The VCU PD Center sponsored an Update Course on Saturday,
April 23, 2011. Over 130 people attended
the course, which featured presentations on mood disorders and mild cognitive
impairment in Parkinson’s, as well as the drug development process and a review
of drugs currently in development for PD.
Following a break for lunch, the speakers participated in a question and
answer panel facilitated by Dr. Jim Bennett.

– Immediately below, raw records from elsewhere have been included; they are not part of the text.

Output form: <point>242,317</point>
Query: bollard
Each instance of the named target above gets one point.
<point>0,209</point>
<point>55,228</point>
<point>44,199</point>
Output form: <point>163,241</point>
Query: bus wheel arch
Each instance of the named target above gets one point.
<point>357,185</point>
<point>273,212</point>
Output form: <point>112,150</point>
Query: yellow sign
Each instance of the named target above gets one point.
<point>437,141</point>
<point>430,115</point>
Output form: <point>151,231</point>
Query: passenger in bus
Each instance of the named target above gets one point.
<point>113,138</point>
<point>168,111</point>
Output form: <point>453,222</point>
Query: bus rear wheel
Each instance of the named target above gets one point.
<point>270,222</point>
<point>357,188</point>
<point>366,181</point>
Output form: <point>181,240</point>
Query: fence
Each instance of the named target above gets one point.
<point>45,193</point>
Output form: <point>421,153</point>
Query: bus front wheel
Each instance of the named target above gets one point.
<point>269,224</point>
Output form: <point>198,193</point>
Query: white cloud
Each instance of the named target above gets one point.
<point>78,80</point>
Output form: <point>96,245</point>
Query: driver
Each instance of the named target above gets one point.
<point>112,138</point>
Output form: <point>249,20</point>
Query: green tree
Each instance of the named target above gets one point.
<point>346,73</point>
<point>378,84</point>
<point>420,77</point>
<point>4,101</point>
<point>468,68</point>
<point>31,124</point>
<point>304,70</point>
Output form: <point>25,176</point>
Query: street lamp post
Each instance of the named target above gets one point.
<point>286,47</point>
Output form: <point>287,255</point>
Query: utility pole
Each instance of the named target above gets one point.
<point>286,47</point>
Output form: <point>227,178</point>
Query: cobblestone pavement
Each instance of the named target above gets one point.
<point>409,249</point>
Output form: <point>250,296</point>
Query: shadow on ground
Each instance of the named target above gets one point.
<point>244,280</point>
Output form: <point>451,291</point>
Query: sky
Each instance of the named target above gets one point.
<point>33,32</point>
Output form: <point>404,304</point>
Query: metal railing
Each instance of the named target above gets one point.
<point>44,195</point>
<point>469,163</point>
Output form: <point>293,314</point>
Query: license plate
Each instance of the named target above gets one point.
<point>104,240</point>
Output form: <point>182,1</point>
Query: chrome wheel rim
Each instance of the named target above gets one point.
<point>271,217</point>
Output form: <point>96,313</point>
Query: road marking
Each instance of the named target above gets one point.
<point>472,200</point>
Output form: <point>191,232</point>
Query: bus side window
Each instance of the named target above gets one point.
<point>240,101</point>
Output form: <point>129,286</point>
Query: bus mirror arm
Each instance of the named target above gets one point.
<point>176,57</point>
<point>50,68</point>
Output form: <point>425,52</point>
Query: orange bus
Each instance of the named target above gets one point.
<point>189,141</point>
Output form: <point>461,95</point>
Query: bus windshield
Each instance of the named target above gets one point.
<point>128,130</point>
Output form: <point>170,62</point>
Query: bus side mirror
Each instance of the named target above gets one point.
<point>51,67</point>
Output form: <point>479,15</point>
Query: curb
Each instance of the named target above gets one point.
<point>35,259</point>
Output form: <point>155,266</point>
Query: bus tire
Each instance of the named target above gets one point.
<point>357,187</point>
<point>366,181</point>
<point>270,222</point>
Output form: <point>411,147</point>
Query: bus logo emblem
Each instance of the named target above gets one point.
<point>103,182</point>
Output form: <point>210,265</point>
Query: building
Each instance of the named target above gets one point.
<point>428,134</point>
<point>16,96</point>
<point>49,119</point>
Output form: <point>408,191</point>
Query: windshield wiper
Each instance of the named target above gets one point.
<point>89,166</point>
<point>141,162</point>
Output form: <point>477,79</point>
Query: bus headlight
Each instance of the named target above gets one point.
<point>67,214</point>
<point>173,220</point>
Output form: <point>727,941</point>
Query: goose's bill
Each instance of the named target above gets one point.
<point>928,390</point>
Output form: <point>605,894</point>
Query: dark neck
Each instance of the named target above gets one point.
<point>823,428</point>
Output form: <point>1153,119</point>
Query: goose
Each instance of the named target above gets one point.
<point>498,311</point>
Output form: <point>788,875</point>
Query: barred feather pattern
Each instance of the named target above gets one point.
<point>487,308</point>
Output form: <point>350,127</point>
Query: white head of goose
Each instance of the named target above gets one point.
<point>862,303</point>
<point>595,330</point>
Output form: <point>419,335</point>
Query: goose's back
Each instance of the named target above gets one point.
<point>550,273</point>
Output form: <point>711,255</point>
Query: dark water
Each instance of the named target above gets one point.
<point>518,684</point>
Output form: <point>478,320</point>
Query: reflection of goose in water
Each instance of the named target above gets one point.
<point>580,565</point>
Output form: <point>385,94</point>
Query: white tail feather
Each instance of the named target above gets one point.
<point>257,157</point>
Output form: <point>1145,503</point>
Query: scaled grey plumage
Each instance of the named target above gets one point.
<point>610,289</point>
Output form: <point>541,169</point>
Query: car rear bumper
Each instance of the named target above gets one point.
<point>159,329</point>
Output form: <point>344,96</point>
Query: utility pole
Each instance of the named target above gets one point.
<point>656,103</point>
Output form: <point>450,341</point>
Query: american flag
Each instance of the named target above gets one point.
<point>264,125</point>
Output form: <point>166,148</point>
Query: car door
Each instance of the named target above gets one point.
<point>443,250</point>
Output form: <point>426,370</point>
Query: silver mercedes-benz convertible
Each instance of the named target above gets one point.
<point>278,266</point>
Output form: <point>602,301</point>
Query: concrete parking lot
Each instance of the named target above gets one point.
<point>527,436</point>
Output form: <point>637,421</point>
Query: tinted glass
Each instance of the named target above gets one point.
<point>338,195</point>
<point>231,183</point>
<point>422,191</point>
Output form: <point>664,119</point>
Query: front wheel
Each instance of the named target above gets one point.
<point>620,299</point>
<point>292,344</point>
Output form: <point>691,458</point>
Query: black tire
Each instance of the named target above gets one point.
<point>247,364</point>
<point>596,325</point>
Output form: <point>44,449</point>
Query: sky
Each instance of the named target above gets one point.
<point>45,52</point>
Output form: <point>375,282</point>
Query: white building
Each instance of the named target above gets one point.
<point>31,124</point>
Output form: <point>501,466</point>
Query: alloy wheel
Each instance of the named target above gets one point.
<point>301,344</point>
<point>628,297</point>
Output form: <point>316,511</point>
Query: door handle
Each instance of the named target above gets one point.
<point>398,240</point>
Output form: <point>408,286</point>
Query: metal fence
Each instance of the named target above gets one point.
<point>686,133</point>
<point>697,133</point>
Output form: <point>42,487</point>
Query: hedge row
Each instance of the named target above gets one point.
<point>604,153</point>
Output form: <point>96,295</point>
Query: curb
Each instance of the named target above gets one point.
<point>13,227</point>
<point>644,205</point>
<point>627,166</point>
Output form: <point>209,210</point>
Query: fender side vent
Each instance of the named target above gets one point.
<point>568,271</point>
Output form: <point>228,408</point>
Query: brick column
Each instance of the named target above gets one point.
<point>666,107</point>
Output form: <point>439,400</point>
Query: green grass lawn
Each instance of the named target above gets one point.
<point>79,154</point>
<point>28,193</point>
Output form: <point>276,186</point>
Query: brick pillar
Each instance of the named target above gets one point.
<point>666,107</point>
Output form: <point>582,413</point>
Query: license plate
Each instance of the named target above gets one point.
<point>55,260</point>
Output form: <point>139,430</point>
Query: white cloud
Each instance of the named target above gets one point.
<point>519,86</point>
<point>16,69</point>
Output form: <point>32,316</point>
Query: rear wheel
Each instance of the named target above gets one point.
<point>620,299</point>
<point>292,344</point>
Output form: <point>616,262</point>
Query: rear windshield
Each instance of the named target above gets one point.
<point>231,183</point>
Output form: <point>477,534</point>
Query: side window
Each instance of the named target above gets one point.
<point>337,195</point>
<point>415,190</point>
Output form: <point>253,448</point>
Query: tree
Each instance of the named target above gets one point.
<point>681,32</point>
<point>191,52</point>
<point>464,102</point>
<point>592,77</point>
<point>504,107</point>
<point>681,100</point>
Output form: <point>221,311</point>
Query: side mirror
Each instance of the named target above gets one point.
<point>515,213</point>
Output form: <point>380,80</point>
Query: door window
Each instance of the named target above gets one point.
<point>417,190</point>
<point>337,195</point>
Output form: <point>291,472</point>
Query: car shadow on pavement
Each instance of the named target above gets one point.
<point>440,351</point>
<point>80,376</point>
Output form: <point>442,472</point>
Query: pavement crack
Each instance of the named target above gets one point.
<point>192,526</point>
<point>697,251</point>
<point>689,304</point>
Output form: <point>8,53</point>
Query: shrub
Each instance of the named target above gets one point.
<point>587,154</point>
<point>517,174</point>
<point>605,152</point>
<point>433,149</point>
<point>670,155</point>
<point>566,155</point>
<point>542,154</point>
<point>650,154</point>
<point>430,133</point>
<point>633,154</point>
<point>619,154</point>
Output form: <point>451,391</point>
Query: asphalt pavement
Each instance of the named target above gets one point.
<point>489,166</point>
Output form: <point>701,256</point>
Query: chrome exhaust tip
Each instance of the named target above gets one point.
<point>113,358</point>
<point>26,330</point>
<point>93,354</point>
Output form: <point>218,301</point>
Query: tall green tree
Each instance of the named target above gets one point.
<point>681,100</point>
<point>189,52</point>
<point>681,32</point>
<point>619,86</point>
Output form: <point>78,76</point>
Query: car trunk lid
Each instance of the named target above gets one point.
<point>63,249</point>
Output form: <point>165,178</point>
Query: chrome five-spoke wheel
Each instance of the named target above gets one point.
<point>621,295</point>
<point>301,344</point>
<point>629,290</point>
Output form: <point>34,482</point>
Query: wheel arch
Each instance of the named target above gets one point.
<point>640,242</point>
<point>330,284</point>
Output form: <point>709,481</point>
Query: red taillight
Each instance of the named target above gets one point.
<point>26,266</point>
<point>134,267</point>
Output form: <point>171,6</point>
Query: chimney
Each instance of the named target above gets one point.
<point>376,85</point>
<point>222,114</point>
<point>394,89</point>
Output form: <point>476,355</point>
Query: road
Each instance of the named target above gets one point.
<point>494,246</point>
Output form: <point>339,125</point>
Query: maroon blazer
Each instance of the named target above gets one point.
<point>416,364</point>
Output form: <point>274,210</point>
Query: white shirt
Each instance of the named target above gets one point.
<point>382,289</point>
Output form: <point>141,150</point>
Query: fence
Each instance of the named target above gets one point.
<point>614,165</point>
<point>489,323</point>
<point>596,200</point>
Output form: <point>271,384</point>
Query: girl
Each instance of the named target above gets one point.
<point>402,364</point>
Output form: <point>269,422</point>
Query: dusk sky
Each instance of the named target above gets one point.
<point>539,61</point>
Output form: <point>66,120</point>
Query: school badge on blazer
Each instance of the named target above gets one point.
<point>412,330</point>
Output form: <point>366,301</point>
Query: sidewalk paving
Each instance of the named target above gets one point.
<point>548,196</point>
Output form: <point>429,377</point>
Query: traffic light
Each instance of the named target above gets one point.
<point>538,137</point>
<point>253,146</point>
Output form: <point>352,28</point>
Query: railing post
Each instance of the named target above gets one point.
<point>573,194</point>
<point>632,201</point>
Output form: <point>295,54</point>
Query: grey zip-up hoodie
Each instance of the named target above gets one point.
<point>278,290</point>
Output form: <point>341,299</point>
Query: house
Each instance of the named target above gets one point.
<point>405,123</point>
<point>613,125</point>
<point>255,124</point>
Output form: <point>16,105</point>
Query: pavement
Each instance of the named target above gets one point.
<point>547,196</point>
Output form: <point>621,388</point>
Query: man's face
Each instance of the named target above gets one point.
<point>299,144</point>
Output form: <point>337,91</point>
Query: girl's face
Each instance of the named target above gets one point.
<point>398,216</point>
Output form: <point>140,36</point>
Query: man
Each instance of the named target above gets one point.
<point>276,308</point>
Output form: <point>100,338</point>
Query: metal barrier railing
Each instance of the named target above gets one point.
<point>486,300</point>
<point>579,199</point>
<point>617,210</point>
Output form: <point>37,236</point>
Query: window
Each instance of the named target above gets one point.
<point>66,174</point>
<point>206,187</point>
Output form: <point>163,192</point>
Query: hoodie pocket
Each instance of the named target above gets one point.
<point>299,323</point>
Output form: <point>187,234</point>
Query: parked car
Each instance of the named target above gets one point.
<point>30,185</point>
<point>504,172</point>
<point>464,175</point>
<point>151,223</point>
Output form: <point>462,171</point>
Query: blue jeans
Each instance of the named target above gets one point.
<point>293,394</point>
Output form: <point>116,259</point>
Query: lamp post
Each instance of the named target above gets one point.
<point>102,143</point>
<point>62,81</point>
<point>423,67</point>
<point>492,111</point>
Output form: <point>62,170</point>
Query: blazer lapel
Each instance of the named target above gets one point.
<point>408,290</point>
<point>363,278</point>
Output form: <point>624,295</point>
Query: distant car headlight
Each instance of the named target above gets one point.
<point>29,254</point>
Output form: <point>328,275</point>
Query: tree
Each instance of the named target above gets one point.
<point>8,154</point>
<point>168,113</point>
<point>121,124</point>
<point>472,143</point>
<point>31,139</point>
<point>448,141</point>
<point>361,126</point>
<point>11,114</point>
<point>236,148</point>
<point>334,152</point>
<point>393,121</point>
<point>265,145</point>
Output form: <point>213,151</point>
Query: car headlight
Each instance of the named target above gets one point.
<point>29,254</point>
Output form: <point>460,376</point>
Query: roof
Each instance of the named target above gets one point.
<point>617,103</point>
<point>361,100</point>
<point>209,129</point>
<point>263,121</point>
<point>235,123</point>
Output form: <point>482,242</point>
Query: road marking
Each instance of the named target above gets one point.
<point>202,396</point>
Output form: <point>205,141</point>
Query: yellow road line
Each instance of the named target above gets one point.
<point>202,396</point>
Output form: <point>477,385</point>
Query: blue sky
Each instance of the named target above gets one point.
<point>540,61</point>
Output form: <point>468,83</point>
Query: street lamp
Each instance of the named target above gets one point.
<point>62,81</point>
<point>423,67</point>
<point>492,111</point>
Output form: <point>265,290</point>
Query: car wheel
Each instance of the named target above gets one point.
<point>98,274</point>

Dr. Laura Marsh’s presentation on mood disorders highlighted
the impact of depression and depressive disorders on Parkinson’s symptoms. She reviewed new research findings that
depression appears to be an early symptom of PD, before the motor signs are
present. Research has also shown that
depression and depressive disorders are under recognized and/or
undertreated. Dr. Marsh encouraged
people with PD and physicians to better communicate with each other to
recognize and treat these problems.
Treatments can include adjustment of PD medications, psychotherapy,
rehabilitation therapy (occupational, physical, speech, exercise), relaxation
training, and social supports. Of great
importance is the fact that Dr. Marsh shared research that has demonstrated
that treating depression and depressive disorders in PD effectively can help not
only improve mood and overall quality of life for individuals with PD but also
reduce their motor symptoms of PD and level of PD-related disability.
Dr. Alexander Tröster reviewed current research that
indicates that cognitive changes occur earlier and more frequently than
previously thought in PD. About
one-third of recently diagnosed patients have cognitive impairments on one or
more cognitive tests, but these may not be obvious in day-to-day functioning. Executive
functions, or complex higher-level problem solving skills, are most likely to
be impacted early in the disease. He noted that more research studies are
needed to validate the criteria clinicians use to diagnose mild cognitive
impairment. Dr. Tröster emphasized that early assessment and detection of these
impairments is important in order to offer individuals with PD various
cognitive enhancement strategies, such as pharmacological interventions,
exercise, or cognitive training, which may work best when difficulties are
mild. He reviewed several strategies to help people with PD and mild cognitive
impairment, including prompting recognition rather than expecting recall, cuing
attention, pacing a conversation by questioning, implementing routines, and
placing reminder notes in prominent places.
Dr. Kathleen Clarence-Smith presented information on the
drug discovery and development process.
This process, starting with the discovery of a compound, through to
clinical trials and FDA approval, can take up to 16 years to complete and the
costs can be in the billions of dollars.
There are many factors to consider in this process, especially the
medical need. She noted that if a newly
discovered drug is not going to better than an existing drug or if it treats
the same symptoms of a drug already on the market, it will often be determined
to not be worth developing. At the
conclusion of her presentation, Dr. Clarence-Smith reviewed examples of drugs
currently in development for PD.
This course was videorecorded and will be posted in the
event video archive in the coming weeks.